結婚が決まったその日から、リーゼロッテはこれまで以上に気持ちを隠して生活していた。
結婚のための準備は着々と進められており、本来であれば楽しいはずのその時間も、相手によっては苦痛の時間でしかないということを、思い知った。
そんな苦痛の中で、たった一つだけリーゼロッテにとって救いとなったのが、魔法の練習時間がなくなったこと。バルタザールが忙しくなったのか、それとも他の家に嫁ぎ、王家から離れる者に興味はないのか、毎月決まって行われていたあの時間に終止符が打たれる。
ベルンハルトはあの日あのまま領地へ帰ってしまったようで、その後は音沙汰もない。次に会うのは、婚約披露のパーティーだと、つい先日侍女から伝え聞いた。
自分の将来の行く末に、何の希望も見いだせないまま、リーゼロッテはただぼんやりと日々を消化していた。
「リーゼロッテ様。お美しいですよ」
ドレスを着せて、髪の毛を整えてくれた侍女が、本音かお世辞かわからない言葉を口にする。婚約披露のその日に、褒め言葉以外を口にする使用人などいるはずもない。
決まり文句のような言葉に、笑顔を返すと、満足気な顔をしながら侍女が部屋から出て行った。
目の前の鏡に写っているのは、ベルンハルトを含む大勢の貴族に見せるために整えられた自分。まるで別人のように飾り立てられた自分の顔を見ながら、リーゼロッテは苦笑いが堪えきれない。
(あなた、誰よ。上手く化けたものだわ)
鏡の奥の自分にそんな悪態をつきながら、これから始まる見せものに、気が重い。本心は逃げ出したくてたまらない。
バルタザールの叱責から逃げるように、魔法の練習部屋から出ていく時のように、人の目を盗んで温室までいけないかしら。そんな風に思ってから、大きく首を振った。
さすがにそんな真似はできない。自分だけならともかく、そんなことをすれば関係のないベルンハルトにまで、恥をかかせることになる。
婚約が決まってから、リーゼロッテはベルンハルトのことを調べ始めた。いくら興味がないとは言っても、自分の結婚相手となる人のことを何も知らないというのは、あまりにも情けない。
噂好きな使用人たち、国立学院の同級生。リーゼロッテの使える手段を駆使して、ベルンハルトのことを知ろうとした。
その結果、ベルンハルトに恥をかかせられないと、今日と結婚式当日だけは何が起きても成功させようと、そう固く誓っていた。
ベルンハルト・ロイエンタール伯爵。王都シュレンタットからは遠く離れた辺境地を治める辺境伯。

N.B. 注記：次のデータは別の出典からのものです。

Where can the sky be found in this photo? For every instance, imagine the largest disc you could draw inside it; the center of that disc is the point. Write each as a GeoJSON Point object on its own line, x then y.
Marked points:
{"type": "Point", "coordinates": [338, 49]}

そして、代々龍を率いることのできるロイエンタール家の当主。その証拠にあざがあり、それを隠すために仮面をつけているらしい。
そして、あざがあることで、周りの貴族たちからは遠巻きに見られている。そのことを知ってほんの少しだけ、魔法が使えないことで蔑まれている自分に似ているのではないかと、親近感が湧いた。
リーゼロッテがベルンハルトについて知り得た情報はこれだけだが、それは十分にリーゼロッテの行動を控えさせた。ただでさえ遠巻きに見られているベルンハルトに、更なる傷はつけられない。
あの晩、温室でバルタザールから庇ってくれた恩を、周りから見下されてる自分と普通に話してくれた感謝を、リーゼロッテは今でも深く感じていた。
鏡に向かって、様々な思いを反芻しているうちに、誰かがドアをノックする音が聞こえる。
「リーゼロッテ様。ロイエンタール伯爵がお見えです」
「通してください」
ベルンハルトのことを考えていただなんて、そんな素振り見せる様子もなく、リーゼロッテは冷静を装って、部屋を訪ねてきたベルンハルトを迎え入れた。
「リ、リーゼロッテ王女。準備は、い、いかがでしょうか?」
「ロイエンタール伯爵。お待たせして申し訳ありません。先程、整いました」
先日のバルタザールの部屋で見た時のベルンハルトはどこへ行ったのだろうか。温室で声を交わした時のような、つっかえつっかえの会話に、何故だか愛しさが込み上げる。
椅子から立ち上がり、ベルンハルトの側に寄っていけば、耳が赤く染まっていくのが目に入る。
「お、お美しいです」
「ありがとうございます。ロイエンタール伯爵も素敵です」
そう微笑みかければ、耳が更に赤くなっていったのがわかる。
バルタザール相手に物おじすることなく話をしていたベルンハルトと、今こうしてリーゼロッテの目の前にいるベルンハルト、どちらが本当の姿なのだろうか。
その姿を見ているだけで、興味を失った自分の人生が、ほんの少し楽しいものになりそうな予感を感じていた。